To get per-table settings you have to look into reloptions column in pg_class table.

Appropriate query that gets real values of factors and thresholds looks like:

  1. =$ SELECT
  2.     n.nspname,
  3.     c.relname,
  4.     c.oid AS relid,
  5.     c.reltuples,
  6.     s.n_dead_tup,
  7.     s.n_mod_since_analyze,
  8.     COALESCE(
  9.         (SELECT split_part(x, '=', 2) FROM unnest(c.reloptions) q (x) WHERE x ~ '^autovacuum_analyze_scale_factor=' ),
  10.         current_setting('autovacuum_analyze_scale_factor')
  11.     )::float8 AS autovacuum_analyze_scale_factor,
  12.     COALESCE(
  13.         (SELECT split_part(x, '=', 2) FROM unnest(c.reloptions) q (x) WHERE x ~ '^autovacuum_analyze_threshold=' ),
  14.         current_setting('autovacuum_analyze_threshold')
  15.     )::float8 AS autovacuum_analyze_threshold,
  16.     COALESCE(
  17.         (SELECT split_part(x, '=', 2) FROM unnest(c.reloptions) q (x) WHERE x ~ '^autovacuum_vacuum_scale_factor=' ),
  18.         current_setting('autovacuum_vacuum_scale_factor')
  19.     )::float8 AS autovacuum_vacuum_scale_factor,
  20.     COALESCE(
  21.         (SELECT split_part(x, '=', 2) FROM unnest(c.reloptions) q (x) WHERE x ~ '^autovacuum_vacuum_threshold=' ),
  22.         current_setting('autovacuum_vacuum_threshold')
  23.     )::float8 AS autovacuum_vacuum_threshold
  24. FROM
  25.     pg_class c
  26.     JOIN pg_namespace n ON c.relnamespace = n.oid
  27.     LEFT OUTER JOIN pg_stat_all_tables s ON c.oid = s.relid
  28. WHERE c.relkind = 'r'
  29. ORDER BY n.nspname, c.relname;

The magic to get appropriate values in in lines 8-23, but it's just 4 separate blocks, one for each variable. Let's look at one of them:

  1. COALESCE(
  2.     (SELECT split_part(x, '=', 2) FROM unnest(c.reloptions) q (x) WHERE x ~ '^autovacuum_analyze_scale_factor=' ),
  3.     current_setting('autovacuum_analyze_scale_factor')
  4. )::float8 AS autovacuum_analyze_scale_factor

SELECT in line 2 unpacks reloptions (it's array of texts), and gets only the row that starts with “autovacuum_analyze_scale_factor=“. Then, value is split using = character, and it returns second part – which is the value.

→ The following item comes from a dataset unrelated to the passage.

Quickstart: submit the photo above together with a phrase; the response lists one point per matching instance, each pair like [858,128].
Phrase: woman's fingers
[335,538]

If reloptions do not contain autovacuum_analyze_scale_factor, then the whole subselect in line 2 will return NULL, which will then get passed to COALESCE, which will substitute global value of autovacuum_analyze_scale_factor using current_setting call.

Finally in line 4 I added cast to float8, so that the value will be useful for math.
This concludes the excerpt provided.